I like Jesuits – my husband was educated by them. I like America Magazine, even though it sometimes irks me when it seems to me to be dancing upon a thin wire of near-dissent.
But this story is trying very hard to suggest that the editor of America Magazine, Rev. Reese, is being forced out of his job by the new pope. They can’t quite pull it off, as they are bound to report that the impetus for his resignation has less to do with Rome and more to do with the fact that Bishops right here in America had expressed concerns about the content of the journal. And they are also bound to mention that Reese left Rome, after the election of the new pope, “with the idea that he would be resigning…”

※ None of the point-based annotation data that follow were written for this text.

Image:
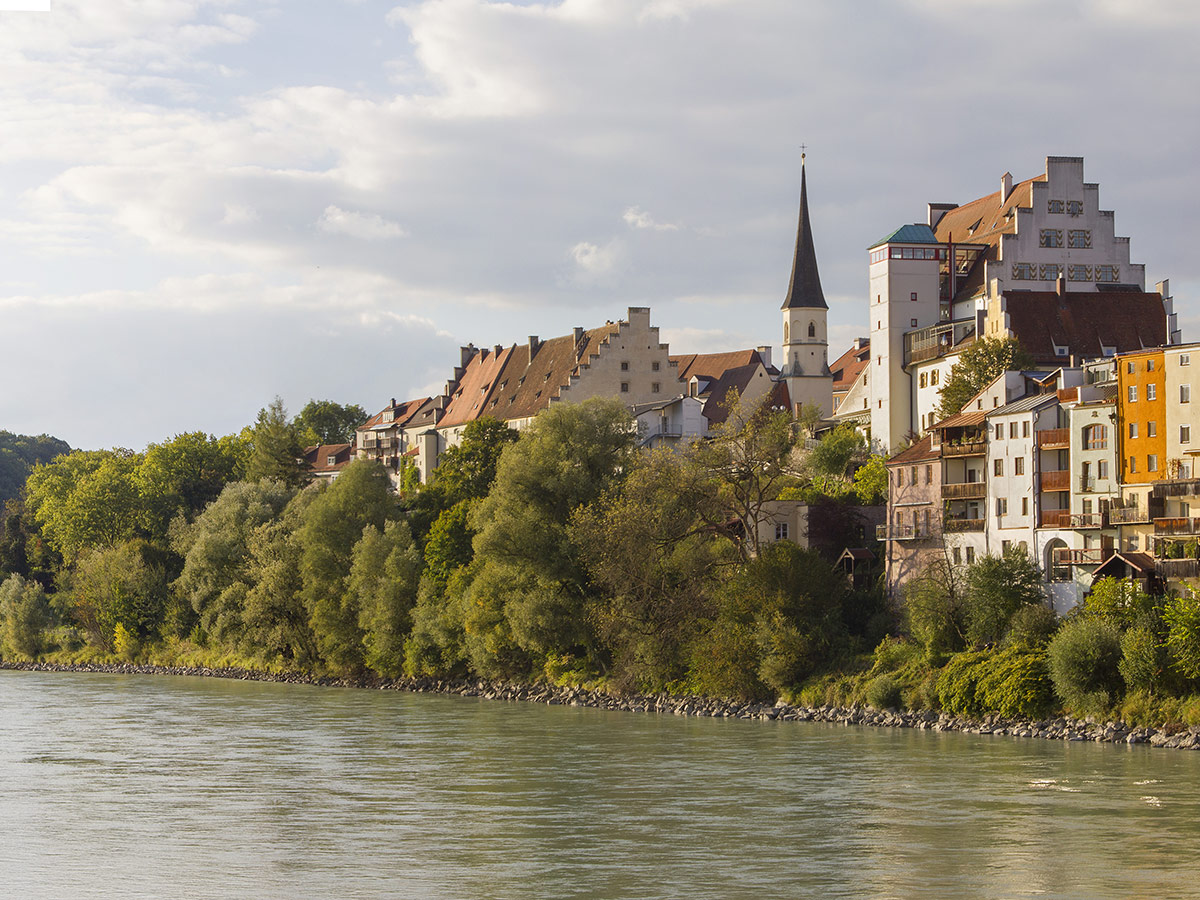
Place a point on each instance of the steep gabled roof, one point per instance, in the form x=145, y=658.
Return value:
x=526, y=382
x=983, y=221
x=804, y=288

If the bishops are complaining, and the old pope is ailing, you can bide your time. If the bishops are complaining and a new pope – one who expresses a distrust of relativism – is elected, well…yes…then it is time to move on. That’s just practical, real life. It’s not an evil scheme; no one is being silenced.

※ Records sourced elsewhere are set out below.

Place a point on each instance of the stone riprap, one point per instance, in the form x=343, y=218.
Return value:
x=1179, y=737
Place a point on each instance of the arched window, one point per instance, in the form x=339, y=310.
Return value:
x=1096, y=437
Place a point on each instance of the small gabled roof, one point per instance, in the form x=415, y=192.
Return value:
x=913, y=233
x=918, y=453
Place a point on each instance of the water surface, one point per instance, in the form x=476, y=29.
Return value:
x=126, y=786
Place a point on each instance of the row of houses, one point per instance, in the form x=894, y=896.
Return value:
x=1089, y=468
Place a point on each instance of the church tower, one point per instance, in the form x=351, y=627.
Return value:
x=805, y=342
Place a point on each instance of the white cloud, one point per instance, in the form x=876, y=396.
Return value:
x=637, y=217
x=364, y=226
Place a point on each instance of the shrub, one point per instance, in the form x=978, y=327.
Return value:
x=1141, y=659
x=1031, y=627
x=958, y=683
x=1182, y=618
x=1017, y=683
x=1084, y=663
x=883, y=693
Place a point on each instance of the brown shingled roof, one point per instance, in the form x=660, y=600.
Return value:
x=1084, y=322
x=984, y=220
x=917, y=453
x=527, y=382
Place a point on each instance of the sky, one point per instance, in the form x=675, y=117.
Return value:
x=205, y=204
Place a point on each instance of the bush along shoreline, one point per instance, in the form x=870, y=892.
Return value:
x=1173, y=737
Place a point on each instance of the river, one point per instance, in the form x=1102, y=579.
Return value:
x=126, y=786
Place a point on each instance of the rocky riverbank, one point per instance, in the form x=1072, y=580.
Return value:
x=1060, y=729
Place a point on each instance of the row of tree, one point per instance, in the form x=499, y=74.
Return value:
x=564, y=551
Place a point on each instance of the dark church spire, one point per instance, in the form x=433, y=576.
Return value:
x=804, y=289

But expect to see the press having a field day with this and carrying on that Benedict XVI is starting a new Inquisition, oppressing and stifling free speech,yadda, yadda, yadda. This article clumsily, and repetitiously reports that Reese’s magazine “discussed both sides of an issue…” And suggests that the problem arises from the Catholic Church’s unwillingness to allow such discussion.
How about this: A magazine purporting to represent the Church and its issues and views has an obligation – even when “reporting both sides” of a story, to at least appear to not be encouraging dissent.
Commonweal magazine manages to do it. Perhaps under a new editor, America Magazine will be able to do it, too.
Amy Welborn has an excellent roundup of this coverage, which will be worth watching.